A guardare i video e leggere le notizie mi vengono i brividi e mi sento prostrata e disperata. Ci potrei benissimo essere io in uno di quei video: ho 19 anni come Fadi e sono palestinese. Ma ora sto guardando da lontano, dalla mia stanza a Bloomington, Indiana, dove studio musica jazz.
E allora canto.
Ma, a cantare, mi sento come se sfuggissi al mio dovere di stare a fianco del mio popolo in un momento come questo, in cui i leader di Israele invitano ad armarsi ogni potenziale vigilante, compresi i coloni che occupano illegalmente la nostra terra. Allora cado in un lungo silenzio che mi pare di non poter più rompere; ma devo finirlo questo silenzio, prima che sia lui a finirmi.
Un flashback dal 2002 interrompe il mio senso di impotenza. Avevo 5 anni, nell’appartamento della mia famiglia in Ramallah occupata, e alla porta c’erano molti soldati israeliani che gridavano a mio padre e gli puntavano le armi contro. Lui rispose gridando “Non prenderete la nostra casa finché siamo vivi”. Era un’invasione durante la seconda intifada: erano venuti per occupare il nostro appartamento e cacciarci via. “Siamo disarmati, ma non dei nostri diritti e della nostra dignità,” disse mio padre. Non capii, allora, cosa voleva dire.
Le mie ginocchia cominciarono a tremare involontariamente, e pensai di essermi ammalata. La mamma mi spiegò che era per la paura e mi invitò ad andare davanti al grande soldato con cui mio padre si stava confrontando e guardarlo fisso negli occhi. Ero incerta all’inizio, pensavo che la mamma fosse impazzita: “Ma il fucile del soldato è più grande di me!”, esclamai.

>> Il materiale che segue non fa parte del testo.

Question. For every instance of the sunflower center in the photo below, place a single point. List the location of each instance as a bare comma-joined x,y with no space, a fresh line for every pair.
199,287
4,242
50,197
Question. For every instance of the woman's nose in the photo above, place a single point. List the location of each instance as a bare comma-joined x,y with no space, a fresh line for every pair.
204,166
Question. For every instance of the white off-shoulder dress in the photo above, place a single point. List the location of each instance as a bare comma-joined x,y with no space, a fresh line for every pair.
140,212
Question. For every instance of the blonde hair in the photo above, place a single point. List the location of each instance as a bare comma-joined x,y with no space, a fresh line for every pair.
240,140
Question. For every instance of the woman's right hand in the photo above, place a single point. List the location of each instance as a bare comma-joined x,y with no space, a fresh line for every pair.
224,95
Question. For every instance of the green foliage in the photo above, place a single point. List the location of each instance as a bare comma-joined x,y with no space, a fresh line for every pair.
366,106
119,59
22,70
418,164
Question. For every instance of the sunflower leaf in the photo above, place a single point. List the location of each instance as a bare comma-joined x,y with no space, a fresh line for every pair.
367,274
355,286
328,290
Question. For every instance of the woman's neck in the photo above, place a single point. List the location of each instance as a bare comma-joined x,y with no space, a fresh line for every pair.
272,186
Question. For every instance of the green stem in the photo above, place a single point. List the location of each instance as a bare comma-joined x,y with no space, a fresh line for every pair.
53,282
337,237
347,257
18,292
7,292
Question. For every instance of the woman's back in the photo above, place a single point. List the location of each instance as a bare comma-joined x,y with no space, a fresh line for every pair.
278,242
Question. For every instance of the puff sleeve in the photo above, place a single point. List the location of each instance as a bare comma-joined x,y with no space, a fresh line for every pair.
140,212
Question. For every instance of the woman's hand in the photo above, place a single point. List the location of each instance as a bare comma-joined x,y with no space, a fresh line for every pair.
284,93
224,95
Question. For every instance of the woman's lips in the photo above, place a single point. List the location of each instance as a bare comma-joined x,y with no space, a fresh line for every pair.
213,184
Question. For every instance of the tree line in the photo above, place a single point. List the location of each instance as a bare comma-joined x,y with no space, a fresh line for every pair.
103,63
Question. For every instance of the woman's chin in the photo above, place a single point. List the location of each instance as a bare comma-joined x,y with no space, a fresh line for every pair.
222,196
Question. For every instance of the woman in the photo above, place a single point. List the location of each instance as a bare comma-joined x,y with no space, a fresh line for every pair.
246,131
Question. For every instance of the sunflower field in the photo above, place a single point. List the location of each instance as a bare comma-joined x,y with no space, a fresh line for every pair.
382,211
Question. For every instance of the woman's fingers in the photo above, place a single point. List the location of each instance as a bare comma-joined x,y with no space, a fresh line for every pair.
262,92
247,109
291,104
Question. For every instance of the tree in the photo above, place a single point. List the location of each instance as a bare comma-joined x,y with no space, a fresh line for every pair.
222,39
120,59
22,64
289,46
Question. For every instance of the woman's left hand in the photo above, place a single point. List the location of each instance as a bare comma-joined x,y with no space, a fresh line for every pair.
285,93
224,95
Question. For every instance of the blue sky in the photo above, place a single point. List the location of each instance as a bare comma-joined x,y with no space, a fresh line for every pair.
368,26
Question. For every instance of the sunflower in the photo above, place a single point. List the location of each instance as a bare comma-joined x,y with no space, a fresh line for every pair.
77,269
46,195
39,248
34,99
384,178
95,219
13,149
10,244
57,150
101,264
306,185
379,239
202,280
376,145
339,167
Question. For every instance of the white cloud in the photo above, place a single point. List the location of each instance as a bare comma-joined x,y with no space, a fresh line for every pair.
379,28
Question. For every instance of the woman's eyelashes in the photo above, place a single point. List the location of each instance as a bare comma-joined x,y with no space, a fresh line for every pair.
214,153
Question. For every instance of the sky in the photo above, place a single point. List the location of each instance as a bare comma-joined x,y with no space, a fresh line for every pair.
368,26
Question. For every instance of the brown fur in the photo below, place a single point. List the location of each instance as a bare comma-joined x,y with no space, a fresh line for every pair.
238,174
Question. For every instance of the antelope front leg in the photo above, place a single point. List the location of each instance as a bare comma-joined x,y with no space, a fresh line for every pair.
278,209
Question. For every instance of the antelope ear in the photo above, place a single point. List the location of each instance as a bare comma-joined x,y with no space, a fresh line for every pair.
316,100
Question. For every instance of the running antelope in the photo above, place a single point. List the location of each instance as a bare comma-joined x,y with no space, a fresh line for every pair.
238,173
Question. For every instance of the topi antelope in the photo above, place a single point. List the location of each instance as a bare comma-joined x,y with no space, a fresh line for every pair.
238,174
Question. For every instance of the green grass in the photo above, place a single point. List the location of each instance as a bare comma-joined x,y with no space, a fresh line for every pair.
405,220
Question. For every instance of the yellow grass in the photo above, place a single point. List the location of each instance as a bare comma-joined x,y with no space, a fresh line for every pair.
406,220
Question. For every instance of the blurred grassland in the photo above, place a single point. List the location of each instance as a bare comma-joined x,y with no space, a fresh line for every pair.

Dopo un po’ di esitazione, alla fine mi avvicinai lentamente al grande soldato, con le ginocchia che ballavano al ritmo del cuore che galoppava. Alzai la testa e lo guardai fisso negli occhi. Mi vide e cercò di distogliere lo sguardo, ma io continuai a fissarlo. Abbassò gli occhi, non so se per imbarazzo o per vergogna. Dissi trionfante “Sì!” e le mie ginocchia smisero di ballare. Quel giorno imparai che un atteggiamento di sfida dignitosa funziona come un incantesimo contro le ginocchia che ballano.
Quel breve momento di incantesimo finì presto. Noi Palestinesi sappiamo conservare la nostra sprezzante dignità nel combattere una schiacciante potenza militare che sta prendendo con la forza la nostra terra, ma questa dignità non basta a proteggere il proprietario a cui demoliscono la casa. Non protegge la famiglia palestinese che salta in aria a Gaza nel mezzo della notte e non protegge il bambino che va a scuola al mattino e viene attaccato, lontano dalle fotocamere dei giornalisti, da coloni israeliani fanatici.
Ma rimane l’ovvia domanda: cosa ci faccio io qui, a studiare jazz, mentre Gerusalemme, la città dove sono nata, è tutta in fiamme per resistere alla brutale occupazione di Israele? A che serve la musica di fronte a tutta questa oppressione trasmessa in TV e di fronte all’umiliazione senza fine che il mio popolo subisce? Non voglio fare jazz, voglio solo andare a Gerusalemme, di cui sono parte.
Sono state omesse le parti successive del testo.